Search code examples
python-2.7group-bydefaultdict

Using python groupby or defaultdict effectively?


I have a csv with name, role, years of experience. I want to create a list of tuples that aggregates (name, role1, total_exp_inthisRole) for all the employess. so far i am able to use defaultdict to do the below

 import csv, urllib2
from collections import defaultdict 

response = urllib2.urlopen(url)
cr = csv.reader(response)
parsed = ((row[0],row[1],int(row[2])) for row in cr)    
employees =[]
for item in parsed:
    employees.append(tuple(item))
employeeExp = defaultdict(int)
for x,y,z in employees: # variable unpacking
    employeeExp[x] += z    
employeeExp.items()

output: [('Ken', 15), ('Buckky', 5), ('Tina', 10)]
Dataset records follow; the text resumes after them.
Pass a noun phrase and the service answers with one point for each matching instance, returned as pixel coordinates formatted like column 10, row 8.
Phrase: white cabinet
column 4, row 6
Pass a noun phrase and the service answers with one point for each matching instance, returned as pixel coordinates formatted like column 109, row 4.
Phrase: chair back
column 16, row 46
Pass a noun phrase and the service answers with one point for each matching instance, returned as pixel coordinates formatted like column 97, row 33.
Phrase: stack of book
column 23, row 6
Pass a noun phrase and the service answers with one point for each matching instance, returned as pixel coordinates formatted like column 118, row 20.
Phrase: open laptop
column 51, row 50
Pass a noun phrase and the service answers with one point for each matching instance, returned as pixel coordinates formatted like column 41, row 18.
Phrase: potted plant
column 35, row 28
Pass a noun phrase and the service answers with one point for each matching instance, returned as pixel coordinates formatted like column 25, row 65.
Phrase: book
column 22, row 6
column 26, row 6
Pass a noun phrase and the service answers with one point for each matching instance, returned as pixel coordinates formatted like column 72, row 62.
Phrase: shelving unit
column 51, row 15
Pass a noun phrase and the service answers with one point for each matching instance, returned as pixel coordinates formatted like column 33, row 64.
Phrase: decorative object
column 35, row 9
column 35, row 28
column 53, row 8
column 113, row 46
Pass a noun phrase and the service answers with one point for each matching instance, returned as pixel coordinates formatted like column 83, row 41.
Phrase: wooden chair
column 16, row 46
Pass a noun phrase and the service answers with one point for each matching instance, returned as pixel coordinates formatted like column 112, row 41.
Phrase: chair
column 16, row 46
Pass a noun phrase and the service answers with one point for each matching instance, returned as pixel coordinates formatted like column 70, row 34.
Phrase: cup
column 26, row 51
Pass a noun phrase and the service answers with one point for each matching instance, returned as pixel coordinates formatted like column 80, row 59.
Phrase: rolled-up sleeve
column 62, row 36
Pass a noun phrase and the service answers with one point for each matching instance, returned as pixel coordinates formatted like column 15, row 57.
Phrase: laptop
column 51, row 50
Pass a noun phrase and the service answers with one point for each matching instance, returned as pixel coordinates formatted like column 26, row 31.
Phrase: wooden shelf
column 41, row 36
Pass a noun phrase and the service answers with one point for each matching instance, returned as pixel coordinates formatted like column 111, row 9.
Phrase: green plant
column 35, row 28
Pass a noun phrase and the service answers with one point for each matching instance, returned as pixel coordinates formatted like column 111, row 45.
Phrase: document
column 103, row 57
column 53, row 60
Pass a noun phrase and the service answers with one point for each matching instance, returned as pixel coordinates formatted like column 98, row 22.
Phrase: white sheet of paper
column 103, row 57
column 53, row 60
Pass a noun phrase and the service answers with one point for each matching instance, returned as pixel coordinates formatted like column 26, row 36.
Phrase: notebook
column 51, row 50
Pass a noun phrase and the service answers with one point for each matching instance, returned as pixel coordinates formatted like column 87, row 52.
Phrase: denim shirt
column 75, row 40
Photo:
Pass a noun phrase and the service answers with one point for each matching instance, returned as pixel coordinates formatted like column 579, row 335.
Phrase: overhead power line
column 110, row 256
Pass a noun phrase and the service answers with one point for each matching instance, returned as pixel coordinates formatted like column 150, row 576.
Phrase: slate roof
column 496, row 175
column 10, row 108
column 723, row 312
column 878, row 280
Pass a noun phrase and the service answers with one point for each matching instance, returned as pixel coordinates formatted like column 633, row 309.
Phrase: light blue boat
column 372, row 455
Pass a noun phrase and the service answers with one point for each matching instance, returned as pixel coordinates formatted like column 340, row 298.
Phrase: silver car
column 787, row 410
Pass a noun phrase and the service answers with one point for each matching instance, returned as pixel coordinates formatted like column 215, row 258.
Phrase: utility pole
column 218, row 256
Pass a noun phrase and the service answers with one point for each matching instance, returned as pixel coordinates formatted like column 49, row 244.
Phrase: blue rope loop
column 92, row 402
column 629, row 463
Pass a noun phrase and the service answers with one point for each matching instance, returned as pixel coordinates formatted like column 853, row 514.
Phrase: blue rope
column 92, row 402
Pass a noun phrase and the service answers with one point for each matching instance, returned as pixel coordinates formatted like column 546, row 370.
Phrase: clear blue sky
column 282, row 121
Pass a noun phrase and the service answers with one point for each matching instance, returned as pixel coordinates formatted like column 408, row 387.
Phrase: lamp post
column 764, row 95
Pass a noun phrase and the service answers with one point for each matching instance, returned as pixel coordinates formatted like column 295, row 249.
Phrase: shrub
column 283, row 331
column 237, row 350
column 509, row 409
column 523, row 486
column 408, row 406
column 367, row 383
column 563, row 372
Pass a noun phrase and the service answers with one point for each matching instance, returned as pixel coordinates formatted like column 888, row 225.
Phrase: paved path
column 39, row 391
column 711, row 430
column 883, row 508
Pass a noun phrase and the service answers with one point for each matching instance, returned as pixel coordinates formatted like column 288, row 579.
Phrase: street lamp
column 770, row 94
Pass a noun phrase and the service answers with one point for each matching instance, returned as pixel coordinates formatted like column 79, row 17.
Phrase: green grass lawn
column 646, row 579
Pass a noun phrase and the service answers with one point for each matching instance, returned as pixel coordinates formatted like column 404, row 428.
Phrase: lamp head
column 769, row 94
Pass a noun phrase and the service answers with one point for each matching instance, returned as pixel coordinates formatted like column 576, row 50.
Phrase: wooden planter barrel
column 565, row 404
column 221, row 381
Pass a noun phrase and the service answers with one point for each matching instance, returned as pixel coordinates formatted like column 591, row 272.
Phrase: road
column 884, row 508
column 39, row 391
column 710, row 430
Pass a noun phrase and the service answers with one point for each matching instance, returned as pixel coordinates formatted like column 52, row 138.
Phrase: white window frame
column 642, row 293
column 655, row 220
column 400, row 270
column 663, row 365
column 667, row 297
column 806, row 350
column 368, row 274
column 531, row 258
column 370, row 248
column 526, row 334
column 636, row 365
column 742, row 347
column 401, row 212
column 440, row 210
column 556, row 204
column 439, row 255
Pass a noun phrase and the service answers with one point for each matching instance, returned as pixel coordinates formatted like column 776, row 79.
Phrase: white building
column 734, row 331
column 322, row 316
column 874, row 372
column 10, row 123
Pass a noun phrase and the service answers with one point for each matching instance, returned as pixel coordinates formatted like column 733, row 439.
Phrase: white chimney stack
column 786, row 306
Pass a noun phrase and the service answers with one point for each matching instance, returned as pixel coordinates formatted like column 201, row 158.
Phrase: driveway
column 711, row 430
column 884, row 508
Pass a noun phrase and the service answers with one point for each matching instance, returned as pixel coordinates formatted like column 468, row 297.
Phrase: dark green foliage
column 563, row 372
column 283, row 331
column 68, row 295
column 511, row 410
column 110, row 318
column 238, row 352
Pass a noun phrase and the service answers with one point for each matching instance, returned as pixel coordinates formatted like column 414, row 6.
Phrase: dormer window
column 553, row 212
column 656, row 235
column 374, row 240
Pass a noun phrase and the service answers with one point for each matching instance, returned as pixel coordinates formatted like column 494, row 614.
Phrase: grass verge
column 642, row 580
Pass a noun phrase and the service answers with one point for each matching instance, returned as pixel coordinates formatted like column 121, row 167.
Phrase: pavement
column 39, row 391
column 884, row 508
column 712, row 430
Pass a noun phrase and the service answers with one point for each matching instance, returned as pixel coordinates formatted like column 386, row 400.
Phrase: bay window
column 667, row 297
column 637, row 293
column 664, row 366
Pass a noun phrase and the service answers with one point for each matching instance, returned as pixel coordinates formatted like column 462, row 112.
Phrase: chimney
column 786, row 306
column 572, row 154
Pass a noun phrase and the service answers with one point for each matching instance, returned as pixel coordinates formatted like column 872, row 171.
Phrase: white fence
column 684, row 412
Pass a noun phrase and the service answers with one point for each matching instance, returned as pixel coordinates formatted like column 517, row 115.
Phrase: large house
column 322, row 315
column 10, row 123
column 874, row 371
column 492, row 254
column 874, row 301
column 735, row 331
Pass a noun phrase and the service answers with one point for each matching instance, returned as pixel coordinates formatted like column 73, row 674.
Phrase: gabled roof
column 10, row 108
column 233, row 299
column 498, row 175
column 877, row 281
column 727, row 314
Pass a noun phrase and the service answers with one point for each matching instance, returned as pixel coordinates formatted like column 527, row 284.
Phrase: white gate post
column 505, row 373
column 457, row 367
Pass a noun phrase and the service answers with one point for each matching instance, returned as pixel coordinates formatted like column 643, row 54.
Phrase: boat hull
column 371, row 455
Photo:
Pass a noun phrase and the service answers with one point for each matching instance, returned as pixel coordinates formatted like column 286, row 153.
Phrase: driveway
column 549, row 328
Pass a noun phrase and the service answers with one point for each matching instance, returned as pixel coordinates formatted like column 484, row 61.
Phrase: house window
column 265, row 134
but how do i use the second column also to achieve the result i want. Shall i try to solve by groupby multiple keys or simpler way is possible? Thanks all in advance.


Solution

  • You can simply pass a tuple of name and role to your defaultdict, instead of only one item:

    for x,y,z in employees:
        employeeExp[(x, y)] += z 
    

    For your second expected output ([('Ken', ('engineer', 5),('sr. engineer', 6)), ...])

    You need to aggregate the result of aforementioned snippet one more time, but this time you need to use a defaultdict with a list:

    d = defaultdict(list)
    
    for (name, rol), total_exp_inthisRole in employeeExp.items():
        d[name].append(rol, total_exp_inthisRole)